Mais au-delà de l’intrigue policière, c’est une autre grille de lecture que nous proposent les auteurs : un condensé de l’histoire coloniale d’un pays, le Chili, héritage des conquistadors qui s’emparèrent d’un continent de la manière la plus brutale, tout comme l’île de Pâques — même si elle se trouve à 3500 km de la côte —, et consécutivement une dénonciation du traitement indigne infligés aux populations natives qui perdura jusqu’au XXe siècle.

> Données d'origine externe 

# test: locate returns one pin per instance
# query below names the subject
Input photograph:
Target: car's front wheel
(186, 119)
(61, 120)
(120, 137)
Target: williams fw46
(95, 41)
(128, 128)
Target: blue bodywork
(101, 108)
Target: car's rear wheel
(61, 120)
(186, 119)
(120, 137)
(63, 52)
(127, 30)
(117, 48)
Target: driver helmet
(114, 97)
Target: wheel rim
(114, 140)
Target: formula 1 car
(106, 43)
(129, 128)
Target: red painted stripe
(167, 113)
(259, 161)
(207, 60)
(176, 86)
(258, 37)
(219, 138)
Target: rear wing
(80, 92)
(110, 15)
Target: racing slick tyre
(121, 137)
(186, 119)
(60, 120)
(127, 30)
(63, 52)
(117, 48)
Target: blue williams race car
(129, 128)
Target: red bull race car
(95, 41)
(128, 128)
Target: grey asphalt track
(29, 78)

Pour concevoir son scénario, Thomas Lavachery s’est inspiré du témoignage de son grand-père, qui avait séjourné sur l’île en 1934 lors d’une mission archéologique, comme il l’évoque en post-face. Celui-ci s’était dit hanté à jamais par le fait divers évoqué dans le livre (dont je ne peux rien dire au risque de gâcher la surprise du dénouement). C’est ainsi que l’on découvre une communauté autochtone sous la domination des colonisateurs. Les Pascuans (gentilé des habitants) sont exploités pour les tâches subalternes, relégués dans des habitations de fortune. Et lorsqu’ils sont contaminés par la lèpre qui à cette époque faisait des ravages dans les pays tropicaux, ils sont confinés et entassés dans une léproserie qui n’est rien d’autre qu’un taudis humide, tandis que les colons blancs jouissent du plus grand confort.

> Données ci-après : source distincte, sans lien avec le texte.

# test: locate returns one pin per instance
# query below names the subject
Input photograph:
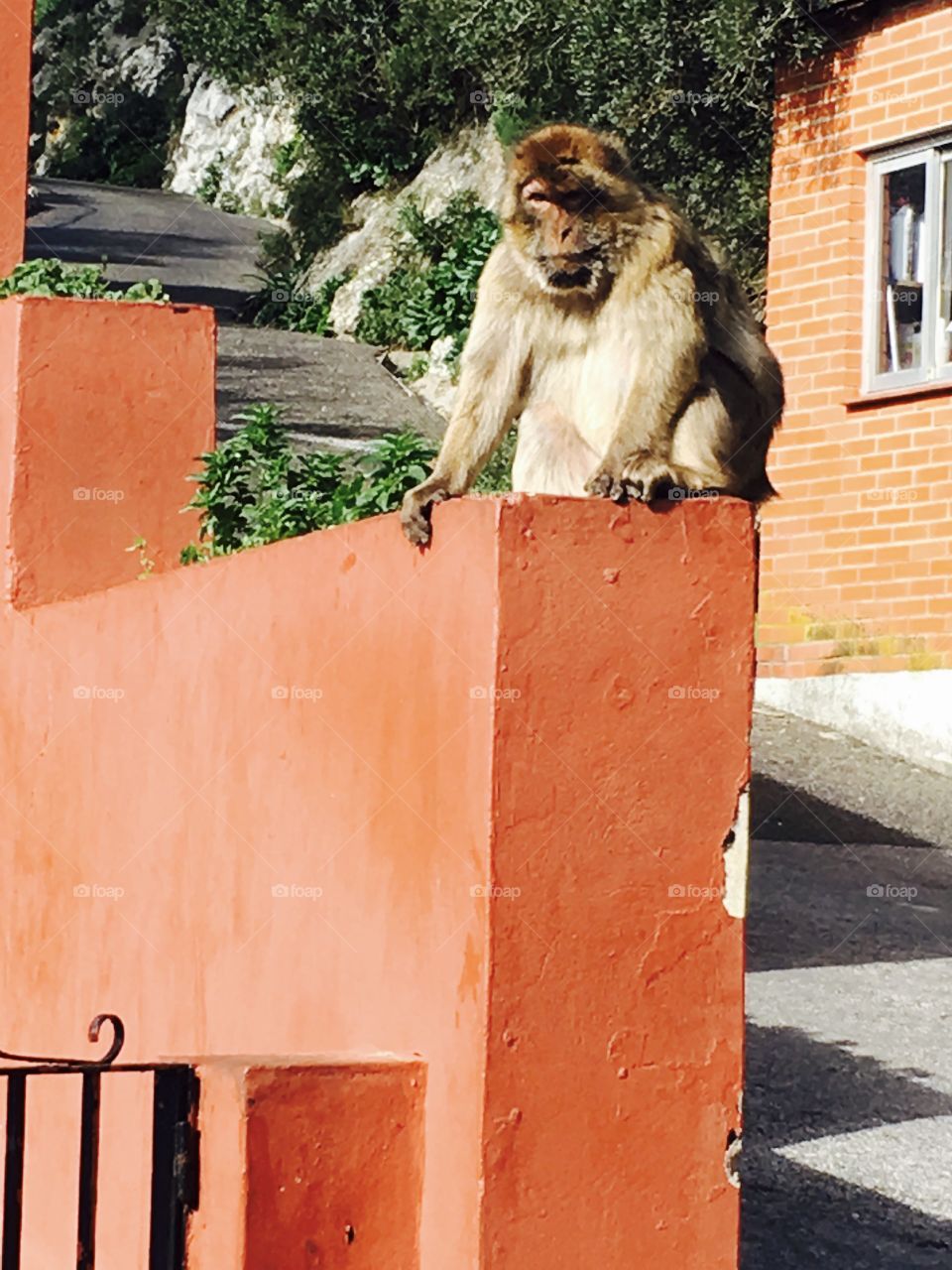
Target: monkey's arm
(486, 402)
(638, 460)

Les dialogues possèdent une belle qualité littéraire pour des personnages très incarnés. Il y a évidemment l’inspecteur, impressionnant par sa stature mais aussi par son extravagance et son érudition, mais tous celles et ceux qui vont graviter autour de lui durant son séjour sur l’île, les plus marquants étant la jeune et jolie archéologue Miss Burnett, au fort tempérament, et le docteur Giraldo, dandy un brin sarcastique et désabusé.

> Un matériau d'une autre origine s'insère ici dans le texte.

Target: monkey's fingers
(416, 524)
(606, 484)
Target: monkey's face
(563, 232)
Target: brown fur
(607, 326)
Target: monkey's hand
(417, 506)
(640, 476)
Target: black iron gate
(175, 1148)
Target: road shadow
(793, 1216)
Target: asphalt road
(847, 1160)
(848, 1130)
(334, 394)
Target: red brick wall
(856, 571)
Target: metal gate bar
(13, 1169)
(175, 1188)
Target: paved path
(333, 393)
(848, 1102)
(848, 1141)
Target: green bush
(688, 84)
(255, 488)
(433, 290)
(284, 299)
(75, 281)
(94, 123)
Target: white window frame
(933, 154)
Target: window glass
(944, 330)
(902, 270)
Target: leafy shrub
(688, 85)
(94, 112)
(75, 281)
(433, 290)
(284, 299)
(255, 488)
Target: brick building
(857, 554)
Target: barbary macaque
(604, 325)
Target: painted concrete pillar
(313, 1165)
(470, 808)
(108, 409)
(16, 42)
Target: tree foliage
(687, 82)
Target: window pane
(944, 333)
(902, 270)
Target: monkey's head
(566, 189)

Thomas Gilbert a su leur donner un visage en phase avec leur personnalité, d’une expressivité éloquente. Son trait semi-réaliste et maîtrisé s’accorde bien avec la mise en page dynamique et un cadrage bien étudié. Les couleurs oscillent entre une certaine sombreur et une clarté désaturée pour les scènes extérieures, imprimant une ambiance un peu inquiétante et en phase avec le propos doux-amer de ce polar sociologique. Du beau travail !

Le duo Lavachery-Gilbert semble avoir bénéficié d’une bonne alchimie, ce qui se ressent à la lecture de « Caballero Bueno ». Les deux auteurs ont d’ailleurs déjà collaboré pendant plusieurs années sur la série jeunesse « Bjorn le Morphir », dans le registre de l’heroic fantasy. L’univers de Thomas Gilbert est quant à lui assez unique, et chacune de ses publications ne manque jamais de susciter la curiosité. Indéniablement, ce dernier opus est une totale réussite.